However, there are exceptions where you are required to pass the invoking
instruction's program_id. In our case it would be the System Program's
program_id. ("11111111111111111111111111111111"). So now the required accounts
would be
- The payer account who funds the rent
- The account which is going to be created
- System Program account
use solana_program::{
account_info::{next_account_info, AccountInfo},
entrypoint,
entrypoint::ProgramResult,
msg,
program::invoke,
program_error::ProgramError,
pubkey::Pubkey,
rent::Rent,
system_instruction::create_account,
sysvar::Sysvar,
};
entrypoint!(process_instruction);
// Accounts required
/// 1. [signer, writable] Payer Account
/// 2. [signer, writable] General State Account
/// 3. [] System Program
pub fn process_instruction(
program_id: &Pubkey,
accounts: &[AccountInfo],
instruction_data: &[u8],
) -> ProgramResult {
let accounts_iter = &mut accounts.iter();
// Accounts required for token transfer
// 1. Payer account for the state account creation
let payer_account = next_account_info(accounts_iter)?;
// 2. Token account we hold
let general_state_account = next_account_info(accounts_iter)?;
// 3. System Program
let system_program = next_account_info(accounts_iter)?;
msg!(
"Creating account for {}",
general_state_account.key.to_string()
);
// Parsing the token transfer amount from instruction data
// a. Getting the 0th to 8th index of the u8 byte array
// b. Converting the obtained non zero u8 to a proper u8 (as little endian integers)
// c. Converting the little endian integers to a u64 number
let account_span = instruction_data
.get(..8)
.and_then(|slice| slice.try_into().ok())
.map(u64::from_le_bytes)
.ok_or(ProgramError::InvalidAccountData)?;
let lamports_required = (Rent::get()?).minimum_balance(account_span as usize);
// Creating a new TransactionInstruction
/*
Internal representation of the instruction's return value (Instruction)

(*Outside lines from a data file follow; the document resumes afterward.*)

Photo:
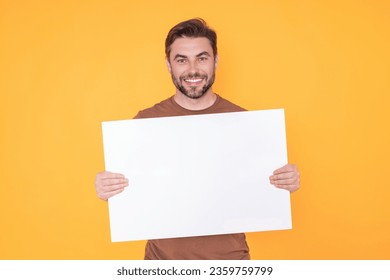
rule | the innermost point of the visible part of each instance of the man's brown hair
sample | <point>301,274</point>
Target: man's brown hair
<point>193,28</point>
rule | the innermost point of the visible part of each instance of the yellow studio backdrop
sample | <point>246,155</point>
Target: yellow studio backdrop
<point>66,66</point>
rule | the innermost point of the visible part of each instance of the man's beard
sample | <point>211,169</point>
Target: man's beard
<point>192,93</point>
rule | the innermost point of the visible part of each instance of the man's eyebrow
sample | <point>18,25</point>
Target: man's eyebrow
<point>179,56</point>
<point>203,53</point>
<point>198,55</point>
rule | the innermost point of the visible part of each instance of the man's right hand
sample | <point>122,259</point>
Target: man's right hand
<point>108,184</point>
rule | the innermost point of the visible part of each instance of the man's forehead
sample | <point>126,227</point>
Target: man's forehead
<point>191,46</point>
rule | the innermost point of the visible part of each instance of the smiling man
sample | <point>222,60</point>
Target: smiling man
<point>192,58</point>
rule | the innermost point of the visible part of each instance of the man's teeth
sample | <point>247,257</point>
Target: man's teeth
<point>193,80</point>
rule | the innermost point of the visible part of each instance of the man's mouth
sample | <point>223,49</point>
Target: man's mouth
<point>193,81</point>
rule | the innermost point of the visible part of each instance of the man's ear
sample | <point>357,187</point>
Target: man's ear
<point>168,65</point>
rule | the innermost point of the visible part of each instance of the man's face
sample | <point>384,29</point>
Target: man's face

Instruction::new_with_bincode(
system_program::id(), // NOT PASSED FROM USER
&SystemInstruction::CreateAccount {
lamports,
space,
owner: *owner,
},
account_metas,
)
*/
let create_account_instruction = create_account(
&payer_account.key,
&general_state_account.key,
lamports_required,
account_span,
program_id,
);
let required_accounts_for_create = [
payer_account.clone(),
general_state_account.clone(),
system_program.clone(),
];
// Passing the TransactionInstruction to send (with the issused program_id)

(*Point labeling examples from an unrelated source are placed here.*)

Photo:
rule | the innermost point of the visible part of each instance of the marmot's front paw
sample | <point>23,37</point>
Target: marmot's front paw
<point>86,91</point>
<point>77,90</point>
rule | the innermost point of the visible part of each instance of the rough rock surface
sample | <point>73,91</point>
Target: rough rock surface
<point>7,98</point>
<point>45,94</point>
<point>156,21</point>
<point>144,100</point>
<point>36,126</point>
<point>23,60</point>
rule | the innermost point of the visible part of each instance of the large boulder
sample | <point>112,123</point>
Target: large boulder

invoke(&create_account_instruction, &required_accounts_for_create)?;
msg!("Transfer successful");
Ok(())
}
The respective client side code will look as follows
import { clusterApiUrl, Connection, Keypair } from "@solana/web3.js";
import { LAMPORTS_PER_SOL, PublicKey, SystemProgram } from "@solana/web3.js";
import {
Transaction,
TransactionInstruction,
sendAndConfirmTransaction,
} from "@solana/web3.js";
import * as BN from "bn.js";
// Users
const PAYER_KEYPAIR = Keypair.generate();
const GENERAL_STATE_KEYPAIR = Keypair.generate();
const ACCOUNT_SPACE_BUFFER = Buffer.from(
Uint8Array.of(...new BN(100).toArray("le", 8)),
);
(async () => {
const connection = new Connection(clusterApiUrl("devnet"), "confirmed");
const latestBlockHash = await connection.getLatestBlockhash();
const programId = new PublicKey(
"DkuQ5wsndkzXfgqDB6Lgf4sDjBi4gkLSak1dM5Mn2RuQ",
);
// Airdropping 1 SOL
const feePayer = Keypair.generate();
await connection.confirmTransaction(
{
blockhash: latestBlockHash.blockhash,
lastValidBlockHeight: latestBlockHash.lastValidBlockHeight,
signature: await connection.requestAirdrop(
feePayer.publicKey,
LAMPORTS_PER_SOL,
),
},
"confirmed",
);
// Our program's CPI instruction (create_account)
const createAccountIx = new TransactionInstruction({
programId: programId,
data: ACCOUNT_SPACE_BUFFER,
keys: [
{
isSigner: true,
isWritable: true,
pubkey: PAYER_KEYPAIR.publicKey,
},
{
isSigner: true,
isWritable: true,
pubkey: GENERAL_STATE_KEYPAIR.publicKey,
},
{
isSigner: false,
isWritable: false,
pubkey: SystemProgram.programId,
},
],
});
const transaction = new Transaction();
// Adding up all the above instructions
transaction.add(createAccountIx);
const txHash = await sendAndConfirmTransaction(connection, transaction, [
PAYER_KEYPAIR,
GENERAL_STATE_KEYPAIR,
]);
console.log(`Create Account CPI Success: ${txHash}`);
})();